For playlists, the problem arises in that the copied file vanishes immediately once the file handle
is released. A command like cp --preserve=mode
, which attempts to replicate file attributes after
releasing the file, fails.
So in the playlists case, we pretend that the written file exists for 2 seconds after we wrote it.
This way, cp --preserve=mode
can replicate its attributes onto a ghost file and happily exit
without errors.
The rules engine has two subsystems: the DSL and the rule executor. In this section, we'll go into rule executor performance.
The naive implementation has us searching the SQLite database with LIKE
queries, which is not
performant. Regex is even less so, which is why we do not support regex matchers (but we support
regex actions!).
In Rosé, we instead index all tags into SQLite's Full Text Search (FTS). Every character in a tag is treated as a word, which grants us substring search, at the expense of a twice-as-large read cache. Note that this is not the typical way a FTS engine is used: words are typically words, not individual characters.
However, FTS is not designed to care about ordering, so a search query like Rose
would match the
substring esoR
. This "feature" of FTS leads to false positives. So we introduce an additional
fully-accurate Python filtering step on the results of the FTS query. The Python filtering isn't
performant enough to run on all results, but it is sufficiently efficient to run on the subset of
tracks returned from the FTS query.
In the very brief testing period, the FTS implementation was around a hundred times faster than the
naive LIKE
query. Queries that took multiple seconds with LIKE
completed in tens of milliseconds
with FTS.
The read cache fully encapsulates the SQLite database. Other modules do not read directly from the SQLite database; they use the higher-level read functions from the cache module. (Though we cheap out on tests, which do test against the database directly.)
The read cache's update procedure is optimized to minimize the number of disk accesses, as it's a
hot path and quite expensive if implemented poorly.
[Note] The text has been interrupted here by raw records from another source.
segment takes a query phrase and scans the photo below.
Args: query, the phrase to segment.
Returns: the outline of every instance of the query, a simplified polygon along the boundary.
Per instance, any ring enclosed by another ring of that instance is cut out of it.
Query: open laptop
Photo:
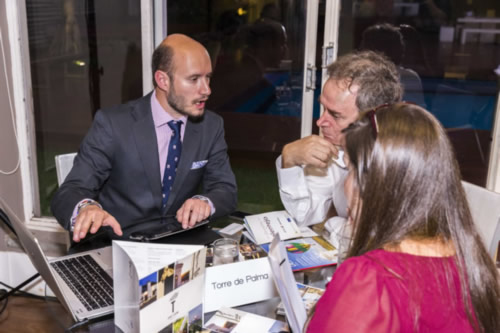
[[[111,247],[48,260],[37,238],[0,198],[17,237],[40,276],[77,322],[113,312]]]

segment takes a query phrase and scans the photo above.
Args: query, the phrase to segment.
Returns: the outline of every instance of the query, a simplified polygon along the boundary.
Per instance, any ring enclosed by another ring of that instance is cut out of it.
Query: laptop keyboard
[[[113,279],[88,254],[51,263],[88,311],[113,305]]]

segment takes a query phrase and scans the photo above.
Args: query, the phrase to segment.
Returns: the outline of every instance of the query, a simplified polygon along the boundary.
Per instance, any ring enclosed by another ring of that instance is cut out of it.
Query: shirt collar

The update procedure first pulls all relevant
cached data from SQLite. Stored on each track is the mtime during the previous cache update. The
cache update checks whether any files have changed via readdir
and stat
calls, and only reads
the file if the mtime
has changed. Throughout the update, we take note of the changes to apply. At
the end of the update, we make a few fat SQL queries to batch the writes.
The update procedure is also parallelizable, so we shard workloads across multiple processes when the number of releases to update is greater than 50.
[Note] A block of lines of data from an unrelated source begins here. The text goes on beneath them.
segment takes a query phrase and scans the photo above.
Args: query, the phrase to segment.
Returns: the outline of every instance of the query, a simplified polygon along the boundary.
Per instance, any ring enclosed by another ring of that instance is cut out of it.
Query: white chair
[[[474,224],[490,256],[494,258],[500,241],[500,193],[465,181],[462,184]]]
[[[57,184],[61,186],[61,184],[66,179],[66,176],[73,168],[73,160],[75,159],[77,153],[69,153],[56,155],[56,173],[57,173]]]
Logs are written to stderr. Logs are also written to disk: to
${XDG_STATE_HOME:-$HOME/.local/state}/rose/rose.log
on Linux and ~/Library/Logs/rose/rose.log
on
MacOS. Logs are configured to rotate once the log file reaches 20MB. The previous 10 rotations are
kept; all older rotations are deleted.
Debug logging can be turned on with the --verbose/-v
option. Rosé is heavily instrumented with
debug logging. If you stumble upon a bug that you can reproduce, reproduce it with debug logging
enabled.
In tests, due to our use of multiple processes for testing the virtual filesystem, some logs may not
be displayed by default by pytest. By default, we do not register a logging handler in tests, since
pytest registers its own. However, if you run tests with LOG_TEST=1
, Rosé will attach its own
logging handler, which will print debug logs from other processes on failure.
Python was chosen to make this a quick project, but it's ultimately too unperformant for a virtual filesystem. Bad choice. Thus we were forced to implement a handful of optimizations to keep performance reasonable. I do not have the time to port this to a more performant language.